Reflecting our own sustainability plan
During the discussions about the renewal of our core funding in 2015, we were asked about our ‘sustainability plan’ – in other words, what was our plan to diversify income and ‘reduce reliance on core funding’. The assumption behind this encouragement/test was that organisations in receipt of core funding over an extended period could not be regarded as ‘sustainable’. At the same time, in my role as an independent member of Comic Relief’s UK Grants Committee, I was party to many conversations about organisational fragility, financial vulnerability, and the need for greater ‘sustainability’. And this worried me, because it seemed to be predicated on the idea that there was a magic fundraising wand that could be waved over struggling organisations; that there were reservoirs of untapped grants waiting to be drained by enterprising fundraisers.
Like many of the organisations that IVAR works with, we are a medium sized organisation – a registered charity employing seven staff, with an annual turnover of around 600k. Our income is made up of three main sources, one of which is unrestricted core funding – around 30% of our income. Our case for core funding is built around three arguments.

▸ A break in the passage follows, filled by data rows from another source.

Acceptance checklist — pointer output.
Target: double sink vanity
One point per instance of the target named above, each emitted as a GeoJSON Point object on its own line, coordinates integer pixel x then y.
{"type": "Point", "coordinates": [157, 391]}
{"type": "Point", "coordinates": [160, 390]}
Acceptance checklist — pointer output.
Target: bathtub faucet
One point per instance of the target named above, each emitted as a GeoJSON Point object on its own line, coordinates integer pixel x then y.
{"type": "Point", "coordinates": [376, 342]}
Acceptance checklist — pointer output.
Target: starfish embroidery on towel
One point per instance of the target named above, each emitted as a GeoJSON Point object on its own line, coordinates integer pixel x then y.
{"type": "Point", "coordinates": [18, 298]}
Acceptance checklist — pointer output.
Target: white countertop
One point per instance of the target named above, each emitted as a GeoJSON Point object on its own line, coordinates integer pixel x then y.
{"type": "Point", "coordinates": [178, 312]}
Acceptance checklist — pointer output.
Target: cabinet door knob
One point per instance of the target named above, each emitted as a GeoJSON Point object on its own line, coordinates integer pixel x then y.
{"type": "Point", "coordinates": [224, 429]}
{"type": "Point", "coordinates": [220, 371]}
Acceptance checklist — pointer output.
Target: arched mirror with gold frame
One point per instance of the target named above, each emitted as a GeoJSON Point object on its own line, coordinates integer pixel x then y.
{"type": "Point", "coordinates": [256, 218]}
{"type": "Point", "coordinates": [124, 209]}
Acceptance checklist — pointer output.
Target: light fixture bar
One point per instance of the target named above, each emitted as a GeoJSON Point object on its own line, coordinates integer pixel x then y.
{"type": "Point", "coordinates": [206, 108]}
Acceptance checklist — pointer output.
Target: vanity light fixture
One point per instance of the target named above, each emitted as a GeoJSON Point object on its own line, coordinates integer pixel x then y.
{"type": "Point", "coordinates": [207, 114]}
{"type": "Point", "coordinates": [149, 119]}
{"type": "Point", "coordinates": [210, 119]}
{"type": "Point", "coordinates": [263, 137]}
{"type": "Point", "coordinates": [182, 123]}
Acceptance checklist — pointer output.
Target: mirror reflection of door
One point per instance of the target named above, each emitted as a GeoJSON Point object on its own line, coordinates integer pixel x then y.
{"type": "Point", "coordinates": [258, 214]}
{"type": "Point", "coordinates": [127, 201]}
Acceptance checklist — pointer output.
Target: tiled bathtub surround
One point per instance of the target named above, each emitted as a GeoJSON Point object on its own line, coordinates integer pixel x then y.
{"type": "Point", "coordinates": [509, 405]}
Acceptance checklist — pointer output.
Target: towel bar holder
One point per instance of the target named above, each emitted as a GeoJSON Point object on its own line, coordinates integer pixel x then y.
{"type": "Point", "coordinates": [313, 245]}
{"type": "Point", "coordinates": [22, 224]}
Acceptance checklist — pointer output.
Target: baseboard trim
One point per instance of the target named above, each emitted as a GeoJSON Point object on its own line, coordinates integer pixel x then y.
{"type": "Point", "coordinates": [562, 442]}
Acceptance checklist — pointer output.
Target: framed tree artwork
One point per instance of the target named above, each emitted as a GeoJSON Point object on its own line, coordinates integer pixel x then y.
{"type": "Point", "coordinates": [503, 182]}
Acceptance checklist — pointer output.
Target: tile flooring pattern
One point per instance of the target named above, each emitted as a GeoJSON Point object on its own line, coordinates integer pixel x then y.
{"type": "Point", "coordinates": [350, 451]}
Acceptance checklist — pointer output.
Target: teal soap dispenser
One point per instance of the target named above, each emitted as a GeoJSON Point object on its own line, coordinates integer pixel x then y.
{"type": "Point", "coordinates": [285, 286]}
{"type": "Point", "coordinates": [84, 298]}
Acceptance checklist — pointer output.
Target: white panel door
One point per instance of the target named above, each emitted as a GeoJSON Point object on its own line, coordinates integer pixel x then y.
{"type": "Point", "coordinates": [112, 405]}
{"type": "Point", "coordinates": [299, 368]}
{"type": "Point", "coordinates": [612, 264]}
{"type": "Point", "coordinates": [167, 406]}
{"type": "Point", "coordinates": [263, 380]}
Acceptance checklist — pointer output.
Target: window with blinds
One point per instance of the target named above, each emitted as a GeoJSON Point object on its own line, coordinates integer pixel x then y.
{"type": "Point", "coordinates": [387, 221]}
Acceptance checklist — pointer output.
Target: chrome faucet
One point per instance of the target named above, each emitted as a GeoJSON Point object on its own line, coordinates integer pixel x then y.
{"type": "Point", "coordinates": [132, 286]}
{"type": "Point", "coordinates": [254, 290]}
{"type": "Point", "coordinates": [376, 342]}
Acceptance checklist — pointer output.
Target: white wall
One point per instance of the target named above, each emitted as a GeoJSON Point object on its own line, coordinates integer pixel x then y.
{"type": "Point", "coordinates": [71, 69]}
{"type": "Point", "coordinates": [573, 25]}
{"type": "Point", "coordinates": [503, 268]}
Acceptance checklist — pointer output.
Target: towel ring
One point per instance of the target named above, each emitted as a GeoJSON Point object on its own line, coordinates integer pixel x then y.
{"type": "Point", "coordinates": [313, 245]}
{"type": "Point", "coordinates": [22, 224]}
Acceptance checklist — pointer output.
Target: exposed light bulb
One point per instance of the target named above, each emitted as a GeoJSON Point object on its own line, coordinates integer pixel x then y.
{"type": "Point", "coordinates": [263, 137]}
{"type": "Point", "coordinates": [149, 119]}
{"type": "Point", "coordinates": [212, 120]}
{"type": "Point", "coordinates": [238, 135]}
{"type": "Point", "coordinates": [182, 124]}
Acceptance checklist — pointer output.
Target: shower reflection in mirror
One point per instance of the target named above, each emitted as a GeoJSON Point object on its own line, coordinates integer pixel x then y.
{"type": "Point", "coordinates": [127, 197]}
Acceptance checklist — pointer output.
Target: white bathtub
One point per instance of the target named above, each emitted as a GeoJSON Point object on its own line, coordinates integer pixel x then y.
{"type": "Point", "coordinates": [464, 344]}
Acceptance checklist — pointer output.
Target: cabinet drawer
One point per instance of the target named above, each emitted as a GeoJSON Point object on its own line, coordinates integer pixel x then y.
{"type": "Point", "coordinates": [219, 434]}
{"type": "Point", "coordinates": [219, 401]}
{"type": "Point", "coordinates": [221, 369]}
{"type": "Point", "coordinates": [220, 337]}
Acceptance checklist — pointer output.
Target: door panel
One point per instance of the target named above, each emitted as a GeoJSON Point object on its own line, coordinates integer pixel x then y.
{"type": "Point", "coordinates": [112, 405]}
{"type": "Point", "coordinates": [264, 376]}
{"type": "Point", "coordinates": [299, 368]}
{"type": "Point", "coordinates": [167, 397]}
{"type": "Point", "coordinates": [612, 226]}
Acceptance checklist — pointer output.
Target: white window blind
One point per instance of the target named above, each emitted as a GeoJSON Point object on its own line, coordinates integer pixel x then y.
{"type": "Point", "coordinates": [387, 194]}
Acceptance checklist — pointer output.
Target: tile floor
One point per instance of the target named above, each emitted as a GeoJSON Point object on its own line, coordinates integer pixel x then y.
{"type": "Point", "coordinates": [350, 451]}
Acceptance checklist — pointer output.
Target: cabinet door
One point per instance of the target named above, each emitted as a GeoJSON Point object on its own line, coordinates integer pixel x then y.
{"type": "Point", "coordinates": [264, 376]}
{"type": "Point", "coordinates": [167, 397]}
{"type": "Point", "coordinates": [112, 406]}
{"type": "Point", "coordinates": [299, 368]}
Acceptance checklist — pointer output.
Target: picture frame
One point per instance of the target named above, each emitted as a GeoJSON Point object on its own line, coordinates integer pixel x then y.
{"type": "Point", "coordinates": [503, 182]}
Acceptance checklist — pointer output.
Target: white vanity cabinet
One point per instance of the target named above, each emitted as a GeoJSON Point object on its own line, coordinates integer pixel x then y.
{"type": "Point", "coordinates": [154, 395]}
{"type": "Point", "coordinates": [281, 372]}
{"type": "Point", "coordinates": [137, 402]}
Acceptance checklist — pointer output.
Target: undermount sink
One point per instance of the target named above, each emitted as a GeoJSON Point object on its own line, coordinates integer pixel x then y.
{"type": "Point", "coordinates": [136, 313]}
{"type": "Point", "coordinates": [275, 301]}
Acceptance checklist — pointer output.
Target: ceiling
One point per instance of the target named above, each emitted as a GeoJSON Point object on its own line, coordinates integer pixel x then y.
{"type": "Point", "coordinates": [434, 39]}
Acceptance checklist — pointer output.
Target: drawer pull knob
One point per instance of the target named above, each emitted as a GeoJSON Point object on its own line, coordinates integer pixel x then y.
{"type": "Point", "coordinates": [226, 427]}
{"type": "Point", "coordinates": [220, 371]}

- First, it provides a level and duration of financial security which will ensure that the core team remain focused on being responsive and reflective, on being open and generous with IVAR’s resources, and on supporting the development and improvement of strategy and practice across sectors.
- Second, it helps to secure an independent research institute which will privilege the voice of the practitioner, respond to practical needs rather than policy imperatives, and articulate a narrative about the contribution and value of smaller voluntary organisations in ways that counter more prescriptive or restrictive agendas.
- Third, despite IVAR’s success in attracting work and delivering to a high quality, we continue to operate in a competitive environment, during a period of sustained uncertainty. Core funding helps to consolidate the further development of IVAR as a home for independent and progressive practice and reduces the risk that IVAR might be drawn into decision-making which is disproportionately influenced by the demands of income generation and profit margins.
In the 15 years since the establishment of IVAR (made possible with a grant for core funding from the Tudor Trust), we have received grants and contracts and commissions and donations from dozens and dozens of funding bodies. Despite this support and interest, I can count the number of (actual or potential) core funders on the fingers of one hand.
So, when I was confronted with the ‘sustainability test’, our response was to meet it head on. Our ‘sustainability plan’ did not envisage any reduction in core funding. Rather, it had core funding at the heart of it: core funding is central to our business model – our judgement is that the contribution that IVAR is trying to make requires the independence and freedoms that come with core funding. We don’t have any difficulty in busting a gut to earn that core funding; nor do we object to, periodically, having to justify it. But we do have a problem with being saddled with unrealistic expectations about income diversification and the sense that long-term core funding is, somehow, unhealthy and inappropriate. As we highlight in Part Five of Thinking about Sustainability:
‘It would also be very helpful if more funders were prepared to consider continuation funding as a mark of development and success rather than a sign of dependency: ‘As long as you are confident about the relationship and believe in the issues being tackled by the organisation, why would you stop funding?’ (Trevor Pears, Pears Foundation)
There are four simple questions which funders might ask themselves when considering continuation funding:-
Is the area of work still a funding priority for you?
- Is the organisation still doing a good job?
- Does the organisation still need your support?
- Is there another organisation which is demonstrably better and which might achieve more with your funding?
If the answers are Yes/Yes/Yes/No, then it would seem logical to offer continuation funding. Funders need to resist the tendency to prefer the new over the familiar just because it is new.
Building on our own experiences at IVAR, as well as the evidence from Thinking about Sustainability – not least, the illuminating insights from foundation leaders – voluntary organisations faced with the ‘sustainability test’ might use three arguments back to their funders as part of a conversation about how best to deliver responsive and effective services to their beneficiaries within an increasingly complex and uncertain environment
1. What is being ‘sustained’
A single definition of sustainability does not appear to be realistic, nor do we think it would be helpful. What matters most is that funders:
- are crystal clear about what they mean by “sustainability”
- design their approach to funding and engagement to support it
- communicate this unambiguously to applicants, particularly in grant application guidelines.
2. Fund core costs
The one golden rule which everybody can follow in funding smaller voluntary organisations is to fund core costs where this is the greatest funding need. At the very least, we would argue that funders should be willing to ask organisations what they most need, or signal a willingness to be flexible about how a grant is applied if circumstances change.
3. Fund long term
Long term challenges need long term funding, which is even more important when so many public funding streams are becoming more short term and unpredictable. It would make an enormous difference if more funders were prepared to offer longer term funding – whether agreed at the start or by taking a positive attitude to continuation funding, with clear guidance on when and how this might be achieved.